Well the have mixed up shipments. I got someone else's order. I called that person and they didn't have mine, they had someone else, so I am sure someone else has mine and so on and no telling hope many orders have been mixed up. For once this isn't a UPS screw up ether because the shipping labels are correct. I am not sure what to do.


----------



## h4n (Jan 4, 2006)

Texan78 said:


> Well the have mixed up shipments. I got someone else's order. I called that person and they didn't have mine, they had someone else, so I am sure someone else has mine and so on and no telling hope many orders have been mixed up. For once this isn't a UPS screw up ether because the shipping labels are correct. I am not sure what to do.


oh man... that sounds like a mess....


----------



## volatile (Feb 13, 2007)

Texan78 said:


> Well the have mixed up shipments. I got someone else's order. I called that person and they didn't have mine, they had someone else, so I am sure someone else has mine and so on and no telling hope many orders have been mixed up. For once this isn't a UPS screw up ether because the shipping labels are correct. I am not sure what to do.


Consider filing a Paypal claim (or credit card claim) in case AFA never gets back to you.

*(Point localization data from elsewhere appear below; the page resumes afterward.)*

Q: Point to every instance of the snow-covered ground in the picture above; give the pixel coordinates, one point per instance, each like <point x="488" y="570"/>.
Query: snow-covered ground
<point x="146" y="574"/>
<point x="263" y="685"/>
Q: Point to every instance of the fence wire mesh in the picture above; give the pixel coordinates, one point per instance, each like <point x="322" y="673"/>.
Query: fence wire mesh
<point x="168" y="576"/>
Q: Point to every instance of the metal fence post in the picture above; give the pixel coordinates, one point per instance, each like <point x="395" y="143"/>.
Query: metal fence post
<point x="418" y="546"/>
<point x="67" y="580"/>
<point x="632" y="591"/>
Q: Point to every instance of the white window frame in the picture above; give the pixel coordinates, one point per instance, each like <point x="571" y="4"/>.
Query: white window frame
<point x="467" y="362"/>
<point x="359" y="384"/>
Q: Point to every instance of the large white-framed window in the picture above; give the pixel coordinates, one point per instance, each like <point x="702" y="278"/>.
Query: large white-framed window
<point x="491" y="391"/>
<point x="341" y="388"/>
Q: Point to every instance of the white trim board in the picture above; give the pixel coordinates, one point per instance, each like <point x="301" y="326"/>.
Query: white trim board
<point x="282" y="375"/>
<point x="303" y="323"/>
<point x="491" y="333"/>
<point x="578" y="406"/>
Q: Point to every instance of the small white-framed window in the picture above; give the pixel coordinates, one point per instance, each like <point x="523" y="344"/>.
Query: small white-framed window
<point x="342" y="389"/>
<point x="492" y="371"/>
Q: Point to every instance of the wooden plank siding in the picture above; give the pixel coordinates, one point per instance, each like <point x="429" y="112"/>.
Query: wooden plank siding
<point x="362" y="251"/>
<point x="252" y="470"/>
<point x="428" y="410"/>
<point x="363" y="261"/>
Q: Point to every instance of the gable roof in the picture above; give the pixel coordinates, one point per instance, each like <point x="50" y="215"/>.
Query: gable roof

I recently had problems with AFA's shipping as well. Placed my order on Monday early in the morning (2am or so). That same day, I got a shipping confirmation number. I checked it throughout the whole week and it never had any updates. At the end of the week, I emailed AFA wondering where my package is. 2 hours later, I see the status updated with "dropped off at USPS post office." Instead of apologizing and admitting they forgot about my package for 4-5 days, he tried to tell me that it did in fact ship on Monday, and that there is an update now if I go check online. I respectfully told him that it looks like he just forgot about my package and dropped it off 2 hours after my email asking about status. Never got a reply back after that. :icon_neut

Also, in my order for Ohko stone, I requested that they be for a Mini S. They probably rushed to pack my order after my status email, because they just gave me a huge rock that is big enough to take up 90% of the Mini S all by itself along with some smaller rocks. What am I supposed to do with that huge rock? :icon_conf


----------



## Vepr (Jan 30, 2009)

volatile said:


> Consider filing a Paypal claim (or credit card claim) in case AFA never gets back to you.
> 
> I recently had problems with AFA's shipping as well. Placed my order on Monday early in the morning (2am or so). That same day, I got a shipping confirmation number. I checked it throughout the whole week and it never had any updates. At the end of the week, I emailed AFA wondering where my package is. 2 hours later, I see the status updated with "dropped off at USPS post office." Instead of apologizing and admitting they forgot about my package for 4-5 days, he tried to tell me that it did in fact ship on Monday, and that there is an update now if I go check online. I respectfully told him that it looks like he just forgot about my package and dropped it off 2 hours after my email asking about status. Never got a reply back after that. :icon_neut
> 
> Also, in my order for Ohko stone, I requested that they be for a Mini S. They probably rushed to pack my order after my status email, because they just gave me a huge rock that is big enough to take up 90% of the Mini S all by itself along with some smaller rocks. What am I supposed to do with that huge rock? :icon_conf


If you are careful you can break it up into the type of sections you want. I broke up a huge piece with a towel, my hands, and a rubber mallet.


----------



## Couesfanatic (Sep 28, 2009)

I've come to the conclusion that all fish stores have poor customer service. I chose the ones with the better service.


----------



## acitydweller (Dec 28, 2011)

Couesfanatic said:


> I've come to the conclusion that all fish stores have poor customer service. I chose the ones with the better service.


+1 wholeheartedly agree


----------



## xmas_one (Feb 5, 2010)

Texan78 said:


> AFA hasn't answered their phone since Monday and their mailbox is full so you can't leave them a message because of that. I have had some very smooth orders and fast shipping and don't have a problem with them and never had but they sent me someone else's order and I am sure my order to someone else and need to know how I need to resolve this as I need it fairly quickly. So was wondering if anyone has heard from them or know what's going on. They aren't answering emails ether. It's like they have gone AWOL.


1718 Fillmore St.
(between Post and Sutter Streets)
San Francisco, CA 94115
Phone: 415.929.8883
Fax: 415.929.8826
Email: [email protected]

Directions: Click here
Hours:
Tuesday, closed
Monday-Saturday, 11am-7pm
Sunday, noon-6pm

Just got off the phone with them, answered on the second ring. Maybe they know your number....:hihi:


----------



## Green_Flash (Apr 15, 2012)

I am still waiting to see what is offered and at what price, including shipping. That is especially important, who wants to pay $300+ in shipping for the larger tanks? 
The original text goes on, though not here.